Economic downturn
Although 2020 witnessed a tumultuous contagion, the year is ending with a less scary view for global economies. Image Credit: Istock

Dubai: Although 2020 witnessed a tumultuous contagion, the year is ending with a less scary view for global economies, which are set to return to pre-pandemic levels of growth from the end of next year.

“The rapid deployment of effective vaccines and reopening of economies should gradually unleash a new wave of spending on travel and services, driving robust growth in the later part of 2021,” said Sara Johnson, executive director of global economics at IHS Markit, which surveys economic activity worldwide.

“After an (expected) 4.0 percent decline in 2020, the global economy is expected to expand 4.5 percent next year, with global output expected to reach a new peak.”

What will power the world economy to normal?

A few factors are coming together to power the world economy. First, the drag on global growth from the COVID-19 pandemic will end, producing a strong snap-back in demand.

Vaccines are being rolled out, improved drugs and clinical management are already reducing the seriousness of the illness and the increasing availability of cheap, fast and accurate testing allows for less stringent restrictions on economic activity.

The Organization for Economic Cooperation and Development (OECD) earlier this month said it currently expects the global economy to build momentum over the coming two years, with real gross domestic product (GDP) growth projected to reach pre-pandemic levels by the end of 2021.

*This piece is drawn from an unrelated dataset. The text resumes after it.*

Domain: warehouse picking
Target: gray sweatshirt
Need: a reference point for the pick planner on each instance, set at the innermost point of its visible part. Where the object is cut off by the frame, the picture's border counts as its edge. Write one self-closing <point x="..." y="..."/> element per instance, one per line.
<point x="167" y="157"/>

Views of a strong rebound from recession

Releasing its latest forecasts for the world economy, the Paris-based international organisation predicted a strong rebound from this year’s historic global recession in 2021, but said that the world economy would not fully regain the lost output until the end of next year.

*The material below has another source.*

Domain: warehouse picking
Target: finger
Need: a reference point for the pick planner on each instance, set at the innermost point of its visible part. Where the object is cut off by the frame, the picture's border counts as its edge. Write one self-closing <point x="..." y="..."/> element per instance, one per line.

It expects the global economy to contract 4.2 per cent in 2020, an upward revision from an estimate made in September that pointed to a 4.5 per cent fall in real GDP. It also views real GDP growth to hit 4.2 per cent in 2021 — trimmed from a September forecast of 5 per cent — and 3.7 per cent in 2022.

The OECD, which monitors and advises its 37 member countries on economic policy, were optimistic about the worldwide economy gaining momentum through to 2022, citing scientific progress, pharmaceutical advances, and adjustments in the behaviour of people and firms, among others, as factors likely to help keep the virus in check, allowing restrictions on mobility to be lifted progressively.

Economic recoveries to be starkly uneven

However, economic forecasts from IHS Markit also showed that a return to economic growth would vary widely across regions. While Mainland China recovered in the second quarter of 2020, recoveries to pre-pandemic levels are forecast to take until 2023 or 2024 in Japan and several major European economies.

While unemployment rates are expected to fall in most regions in 2021 as output recovers, Western Europe is expected to see a rise in joblessness as public funding of furlough programs diminishes, analysts at IHS Markit revealed in its latest report.

“Policy rates in the United States, Eurozone, the United Kingdom and Japan are expected to remain near or below zero well beyond 2021. In emerging markets, where inflation is a more immediate concern, monetary easing is ending but policy rate increases will be rare in 2021,” forecasted IHS Markit.

Vaccines fuel cautious optimism

So while encouraging news about more effective anti-viral treatments and promising vaccines is fueling cautious optimism that at least the developed economies could tame the COVID-19 pandemic by the end of 2021, for now broad and robust relief remains essential.

As a second pandemic wave still cascades around the world, economists continue to reiterate that governments worldwide should allow public debt to rise further to mitigate the catastrophe, even if there are longer-term costs.

“In advanced economies, expansionary monetary policies are expected to keep term debt costs sharply lower,” noted IHS Markit. “More fiscally constrained emerging markets will rely heavily on forbearance measures to contain bank losses as the economic rebound takes hold.”

Debt baloons, global trade yet to rebound

“However, rising public and private debt burdens could lead to significant strains for banks that are heavily invested in local sovereign debt,” IHS Markit further noted.

Meanwhile, the volume of global trade is set to face the sharpest decline since the end of the global financial crisis, falling as much as 5.6 per cent this year, the UN Conference for Trade and Development (UNCTAD) predicts.

The figure, announced by the agency earlier this week, is more optimistic than its previous forecast, which expected global trade to contract by 9 per cent year-on-year. The previous largest decline was seen in 2009, when global merchandise trade took a 22-per cent nosedive.